Senator Krueger’s Budget Reform Legislation 


Two-Year “Biennial” Budgeting (S7160):

      ·         Establishes a two-year budget and requires the Executive to submit two-year financial plans to ensure responsible long-term fiscal planning;

      ·         A biennial budget would be passed in odd-numbered years.  

GAAP Budgeting (S7284):

      ·         Requires the Executive Budget and Enacted Budget be balanced in accordance with the Generally Accepted Accounting Principles (GAAP), which are applied to governments by the Governmental Accounting Standards Board (GASB);

      ·         GAAP budgeting would eliminate the opportunity for fiscal manipulations by requiring both the Executive Budget proposal and Enacted Budget to be balanced on a cash basis by mandating revenues be recorded when they are earned and expenditures be recognized when the liability is incurred;

      ·         GAAP budgeting fundamentally realigns recurring spending with recurring revenue.   

Performance Management/Budgeting (S7259):

      ·         Creates a 15-member Empire State Performance Commission tasked with designing performance management and budgeting blueprints to streamline government and end waste and fraud within programs and services;

      ·         The Commission would also draft legislation for the implementation of its plans that promise to more tightly tie program funding to program performance.   

Legislative Budget Office (S4526):

      ·         Creates a non-partisan budget office modeled after the U.S. Congressional Budget Office;

      ·         The Legislative Budget Office (LBO) would provide Senate and Assemblymembers with revenue estimates, analyses of the Executive Budget and cost estimates for pending legislation.

      ·         Removes the politics from revenue forecasting while simultaneously safeguarding against hidden slush funds being stuffed away in “off-budget” public authorities.  

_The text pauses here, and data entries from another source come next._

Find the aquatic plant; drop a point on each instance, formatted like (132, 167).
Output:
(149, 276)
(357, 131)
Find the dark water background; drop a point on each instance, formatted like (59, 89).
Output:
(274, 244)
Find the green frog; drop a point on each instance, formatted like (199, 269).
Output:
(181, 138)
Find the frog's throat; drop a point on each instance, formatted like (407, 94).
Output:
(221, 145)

June 1 Fiscal Year (S5221C):

      ·         Ends New York’s status as the only State in the nation with a budget date prior to the Federal tax collection date, by shifting the start of the fiscal year from its current, April 1- March 31, to June 1- May 30, to allow for proper fiscal planning;

      ·         Nationwide, 20 states have biennial budget cycles, 15 of which have legislative cycles matching New York’s;

      ·         Moving back the date of the fiscal year to June 1 ensures important personal income tax data due April 15 is incorporated in budget negotiations;

      ·          Executive and Legislative fiscal leaders would be required by May 1 to revise the revenue consensus they are supposed to reach by March 1 under the Budget Reform Act of 2007;

      ·         Modifications to the school budget voting process are also proposed to accommodate school districts under the new fiscal year cycle;

      ·         In 1943, the Legislature shifted New York from a July 1 to April 1 fiscal year to address problems caused by budgets being passed too early, and huge surpluses resulting. The State now faces the antithesis of the problems.  

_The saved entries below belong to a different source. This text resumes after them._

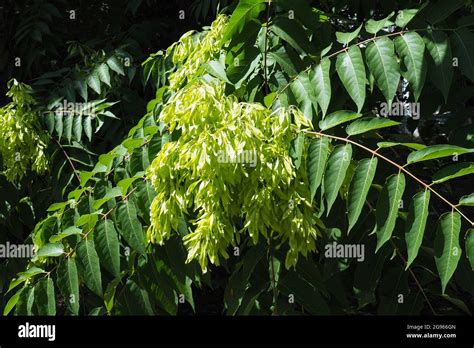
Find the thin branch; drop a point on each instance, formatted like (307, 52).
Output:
(68, 159)
(400, 168)
(265, 53)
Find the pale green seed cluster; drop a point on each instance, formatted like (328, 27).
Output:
(266, 198)
(192, 51)
(22, 145)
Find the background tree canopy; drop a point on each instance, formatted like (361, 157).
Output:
(237, 157)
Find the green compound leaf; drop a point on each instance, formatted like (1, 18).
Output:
(416, 223)
(387, 208)
(359, 188)
(336, 171)
(446, 247)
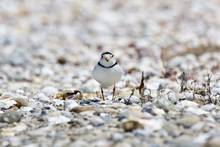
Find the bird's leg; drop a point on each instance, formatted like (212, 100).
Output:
(102, 93)
(113, 93)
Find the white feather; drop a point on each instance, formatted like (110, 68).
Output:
(107, 76)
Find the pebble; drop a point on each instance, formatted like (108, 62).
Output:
(188, 120)
(10, 117)
(70, 104)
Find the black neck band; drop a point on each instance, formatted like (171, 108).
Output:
(107, 66)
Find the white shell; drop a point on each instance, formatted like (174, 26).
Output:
(107, 76)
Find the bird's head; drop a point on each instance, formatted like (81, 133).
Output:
(107, 59)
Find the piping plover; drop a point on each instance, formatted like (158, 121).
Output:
(107, 72)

Tax Expenditure Cost/Benefit Analysis (S7347):

      ·         Requires the Governor to include in the Annual Tax Expenditure Report cost/benefit analyses for all of New York’s 380-plus tax breaks to ensure the State is receiving an adequate return on its investment when it foregoes tax revenues;

      ·         The Governor must also provide an analysis on whether each tax expenditure has successfully served the public good as initially intended;

      ·         The cost/benefit analysis allows for the strengthening of programs which work, and the ending of programs which waste revenue.  

Tax Expenditure Sunsets:

      ·         Sets sunset schedule for all tax expenditures, excluding those with pre-existing sunsets;

      ·         The sunsets would be phased in over five years, with expirations scheduled to occur in one-year intervals based on the article of the Tax Law under which each tax expenditure is primarily established.

      ·         Establishes a sunset on tax expenditures which would force legislators to assess the need for and value of New York’s multitude of tax expenditures, some of which have increasingly become benefits for a select few who can claim them indefinitely without any evidence they are adequately serving a public purpose.